All’ombra del tiglio, ha ricordato ancora ai presenti don Iacoponi prima di benedire la nuova pianta, come in molte altre località della Slavia, della Slovenia e del mondo slavo in generale (ma anche della zona bilingue della Carinzia di cui la Valcanale per secoli ha fatto parte ndr.), la comunità in passato si è riunita per prendere le proprie decisioni. E almeno fino al XIX secolo, in occasione del žegen, la festa patronale, dopo la Messa sotto le sue fronde si cantavano i vecchi canti nel locale dialetto sloveno zegliano, di cui qualche pubblicazione forse ancora conserva i testi. (l. l.)
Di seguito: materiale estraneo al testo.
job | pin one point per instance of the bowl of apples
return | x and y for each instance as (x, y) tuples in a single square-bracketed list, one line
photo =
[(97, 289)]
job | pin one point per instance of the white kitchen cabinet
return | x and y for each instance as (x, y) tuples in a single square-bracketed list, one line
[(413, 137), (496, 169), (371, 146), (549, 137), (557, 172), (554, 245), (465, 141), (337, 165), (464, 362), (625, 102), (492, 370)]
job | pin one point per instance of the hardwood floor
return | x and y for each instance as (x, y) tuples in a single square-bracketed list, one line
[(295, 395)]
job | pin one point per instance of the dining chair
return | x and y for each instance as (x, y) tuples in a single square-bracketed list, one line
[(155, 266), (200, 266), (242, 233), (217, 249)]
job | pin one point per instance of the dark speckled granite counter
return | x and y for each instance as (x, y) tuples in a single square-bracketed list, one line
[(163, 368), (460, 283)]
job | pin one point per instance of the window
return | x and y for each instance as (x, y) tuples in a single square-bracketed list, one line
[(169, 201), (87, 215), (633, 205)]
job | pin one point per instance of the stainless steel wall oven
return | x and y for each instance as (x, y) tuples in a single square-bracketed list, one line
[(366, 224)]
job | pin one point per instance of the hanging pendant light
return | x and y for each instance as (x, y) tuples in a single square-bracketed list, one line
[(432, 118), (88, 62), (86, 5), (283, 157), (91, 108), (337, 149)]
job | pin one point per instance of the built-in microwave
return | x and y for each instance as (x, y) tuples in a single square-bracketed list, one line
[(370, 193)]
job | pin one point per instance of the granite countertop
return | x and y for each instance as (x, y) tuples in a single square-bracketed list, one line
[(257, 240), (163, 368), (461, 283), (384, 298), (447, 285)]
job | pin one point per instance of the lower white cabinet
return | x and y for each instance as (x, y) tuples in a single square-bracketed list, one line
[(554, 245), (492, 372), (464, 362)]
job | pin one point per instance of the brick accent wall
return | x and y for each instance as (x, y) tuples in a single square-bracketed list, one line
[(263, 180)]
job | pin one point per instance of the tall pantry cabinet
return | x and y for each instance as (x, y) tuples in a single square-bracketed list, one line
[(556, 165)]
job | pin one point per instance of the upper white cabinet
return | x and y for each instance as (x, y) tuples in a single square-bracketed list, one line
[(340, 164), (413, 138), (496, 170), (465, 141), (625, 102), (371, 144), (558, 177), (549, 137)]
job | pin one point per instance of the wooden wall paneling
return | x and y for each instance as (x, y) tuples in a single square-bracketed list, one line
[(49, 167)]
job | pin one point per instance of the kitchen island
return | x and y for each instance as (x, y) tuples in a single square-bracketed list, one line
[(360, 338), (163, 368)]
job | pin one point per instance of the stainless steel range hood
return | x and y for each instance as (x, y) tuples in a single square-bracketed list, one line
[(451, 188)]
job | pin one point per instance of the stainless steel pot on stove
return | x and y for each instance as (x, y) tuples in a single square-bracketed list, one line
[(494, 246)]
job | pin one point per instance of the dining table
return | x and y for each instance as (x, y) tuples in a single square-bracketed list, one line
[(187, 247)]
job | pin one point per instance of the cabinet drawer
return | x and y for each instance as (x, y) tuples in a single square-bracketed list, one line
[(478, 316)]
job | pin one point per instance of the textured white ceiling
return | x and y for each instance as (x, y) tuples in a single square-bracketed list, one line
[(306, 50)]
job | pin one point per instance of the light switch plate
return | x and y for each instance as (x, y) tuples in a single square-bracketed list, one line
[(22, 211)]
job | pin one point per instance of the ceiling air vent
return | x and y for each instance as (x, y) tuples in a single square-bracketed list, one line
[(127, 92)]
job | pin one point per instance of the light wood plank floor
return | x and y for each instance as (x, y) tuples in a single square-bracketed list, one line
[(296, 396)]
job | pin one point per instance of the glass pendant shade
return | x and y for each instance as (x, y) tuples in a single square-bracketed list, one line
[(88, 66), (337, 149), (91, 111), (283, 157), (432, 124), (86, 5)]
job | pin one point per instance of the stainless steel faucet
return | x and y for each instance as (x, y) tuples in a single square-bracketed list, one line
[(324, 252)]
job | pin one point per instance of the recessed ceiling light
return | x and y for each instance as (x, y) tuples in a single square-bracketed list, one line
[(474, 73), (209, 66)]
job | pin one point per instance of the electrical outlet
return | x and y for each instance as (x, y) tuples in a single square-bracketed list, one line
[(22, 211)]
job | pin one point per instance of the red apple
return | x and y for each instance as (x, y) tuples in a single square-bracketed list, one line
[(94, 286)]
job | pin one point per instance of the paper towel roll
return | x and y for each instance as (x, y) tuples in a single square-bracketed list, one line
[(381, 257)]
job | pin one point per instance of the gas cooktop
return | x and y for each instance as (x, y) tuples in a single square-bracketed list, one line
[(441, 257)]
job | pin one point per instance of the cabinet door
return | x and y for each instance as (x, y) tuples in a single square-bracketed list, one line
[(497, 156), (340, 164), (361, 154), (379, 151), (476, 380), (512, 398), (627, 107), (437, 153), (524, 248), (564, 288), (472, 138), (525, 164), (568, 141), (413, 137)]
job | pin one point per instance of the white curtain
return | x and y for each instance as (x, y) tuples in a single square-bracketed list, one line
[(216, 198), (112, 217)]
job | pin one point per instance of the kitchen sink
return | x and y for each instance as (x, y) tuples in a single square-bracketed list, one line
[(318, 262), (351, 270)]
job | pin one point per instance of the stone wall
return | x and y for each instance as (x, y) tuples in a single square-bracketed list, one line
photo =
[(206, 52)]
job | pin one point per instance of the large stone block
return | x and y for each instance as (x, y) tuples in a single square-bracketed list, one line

V soboto, 21. avgusta, so v Ovčji vasi posadili novo, mlado lipo blizu cerkve Svete Trojice. Staro lipo, ki je svojčas stala blizu cerkve, so posekali pred približno petnajstimi leti iz varnostnih razlogov, sicer ko so cerkev obnovili. Župnik Pastoralnega sodelovanja Trbiž, Alan Iacoponi, je prisotnim razložil, da so se nanj v Ovčji vasi po njegovem prihodu pred dvema letoma že večkrat obrnili s prošnjo, da bi posadili novo lipo. Potreba, ki jo je izrazila skupnost, je tako bila močna. Nek Ovčan je posaditev nove lipe predlagal že tik po njegovi preselitvi v Kanalsko dolino; on je pa prošnjo sprejel le ob drugem poskusu, oziroma takrat, ko se je udomačil. Takrat je posaditev lipe predlagala Ovčanka Giulia Kandutsch, ki je novo drevo tudi podarila. Med prisotnimi na blagoslov nove lipe so bili tudi naborješko-oški župan, Boris Preschern, vikar pater Gabriel Msuya, pisatelj Maurizio Bait ter predstavniki Prostovoljnega gasilskega društva Ovčja vas s poveljnikom Davide Menis na čelu. Kot v raznih krajih v Benečiji, Sloveniji, in po slovanskem svetu na splošno, je gospod Iacoponi spomnil prisotne ob tej priliki, je nekoč tudi v Ovčji vasi pod lipo skupnost sprejela pomembne odločitve. Do 19. stoletja so pod lipo tudi Ovčani peli v slovenskem ziljskem narečju ob vaškem žegnu, kot še v Ukvah in Žabnicah.